The process was simple and will be well-known to anyone who has told a whopper and is then questioned on it: further whoppers have to follow. So, for example, the claim that ‘Saddam was able to launch a lethal attack on the West within 45 minutes’ came about from a tabloid newspaper splash headline (simplify, then exaggerate being the journalists’ principle at play here): at one point someone was asked how long it would take for Saddam’s forces to ‘get their weapons system ready’? Oh, they could do it in about 45 minutes, came the reply (most probably off the top of someone’s head).
What was the reach of Saddam’s rockets? came another question. Oh, was the reply, they were most certainly a threat to all the countries in the Middle East. Could those rockets reach Europe? came the next question. Could be, was the response.
That’s when some stupid night editor did his job properly. Simplify, then exaggerate: the splash headline was something like ’45 minutes from attack’. Except that we weren’t.
Under threat - nominally under threat - were British bases in Cyprus and parts of Turkey and Greece. Paris, London, Rome, Madrid, Berlin and The Hague were as
safe as houses. But – and here’s the next useful journalists’ principle: never let a few facts ruin a good story.
That’s all pretty much par for the course, but the real scandal is how Blair and his government react. They should have publicly stated it was all a load of cobblers. But they didn’t because it played into their hands very nicely.
Crucially, Blair never made the claim, but neither did he deny it.
This was all included in the infamous ‘dossier’ which was compiled by Blair’s team, which included his Press spokesman Alistair Campbell (incidentally another recovering alcoholic, but adding that is just me being gratuitously unpleasant), Jonathan Powell, his chief of staff and John Scarlett, a tame MI6 bod who – surprise, surprise – was later knighted and appointed head of MI6. The dossier was rewritten several times to ‘sharpen it up’ and possibilities became probabilities and so the big WMD lie took shape.
It was bought by Colin Powell, the U.S. Secretary of State (to his eternal regret and embarrassment – I bet neither Blair or Bush is on his Christmas card list) who made an impassioned speech to the UN asking for its support.
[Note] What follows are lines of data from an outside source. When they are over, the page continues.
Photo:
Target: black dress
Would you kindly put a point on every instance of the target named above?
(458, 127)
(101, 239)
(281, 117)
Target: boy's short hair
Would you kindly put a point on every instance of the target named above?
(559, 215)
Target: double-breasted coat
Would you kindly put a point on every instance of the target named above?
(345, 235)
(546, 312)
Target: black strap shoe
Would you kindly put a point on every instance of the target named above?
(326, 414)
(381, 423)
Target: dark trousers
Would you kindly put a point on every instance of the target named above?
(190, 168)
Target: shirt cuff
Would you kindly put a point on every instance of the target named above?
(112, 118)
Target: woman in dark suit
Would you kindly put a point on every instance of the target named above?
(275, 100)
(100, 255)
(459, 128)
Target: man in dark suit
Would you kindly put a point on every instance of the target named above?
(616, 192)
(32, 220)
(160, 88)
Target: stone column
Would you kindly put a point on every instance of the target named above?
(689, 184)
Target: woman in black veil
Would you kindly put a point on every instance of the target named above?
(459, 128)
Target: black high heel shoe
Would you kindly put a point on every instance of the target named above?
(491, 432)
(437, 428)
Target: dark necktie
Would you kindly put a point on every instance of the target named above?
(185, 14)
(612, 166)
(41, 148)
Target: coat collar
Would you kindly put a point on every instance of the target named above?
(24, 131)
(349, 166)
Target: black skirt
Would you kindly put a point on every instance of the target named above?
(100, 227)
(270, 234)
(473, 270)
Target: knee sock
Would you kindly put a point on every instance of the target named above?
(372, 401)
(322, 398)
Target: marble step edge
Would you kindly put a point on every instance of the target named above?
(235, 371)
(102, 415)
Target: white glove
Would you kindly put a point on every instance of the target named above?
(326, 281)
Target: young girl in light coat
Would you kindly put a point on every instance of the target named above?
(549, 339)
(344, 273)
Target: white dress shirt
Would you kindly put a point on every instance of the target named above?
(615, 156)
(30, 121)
And this he got. All based on a huge, huge, huge lie, which both Blair and Bush (and, I should imagine Campbell, Powell and Scarlett as well as assorted tame intelligence officers in Washington who are always prepared to further their careers) knew was totally and utter cobblers.
And they got away with it. But close on 200,000 people have since died because – I’ll stress again,
in my view – the inferiority complex of one man and the overwheening vanity of another.
. . .
They got away with it and they will get away with it for ever. Too much has happened since for anyone to care much about raking it all up again. But more’s the pity. And I also told my son that, the young lad who will sit in front of his Xbox for hours playing Call Of Duty and blasting folk to kingdom come. I rag him about it, and tell him war is nothing like that in real life, but I let him carry on because I want him to reach his own conclusions, to understand for himself why I object to the game. Sounds daft, I know: why don’t I just stop him? I’ll repeat: because I want to bring up my two children to think for themselves, to make their own moral judgments. But I am pretty certain that in time those judgments will be very much like mine.
. . .
The quote from Joseph Goebbels was actually something he wrote in his diary commenting on Winston Churchill (though I have no idea about what specifically). He wrote: ‘
. . . that when one lies, one should lie big, and stick to it. They keep up their lies, even at the risk of looking ridiculous.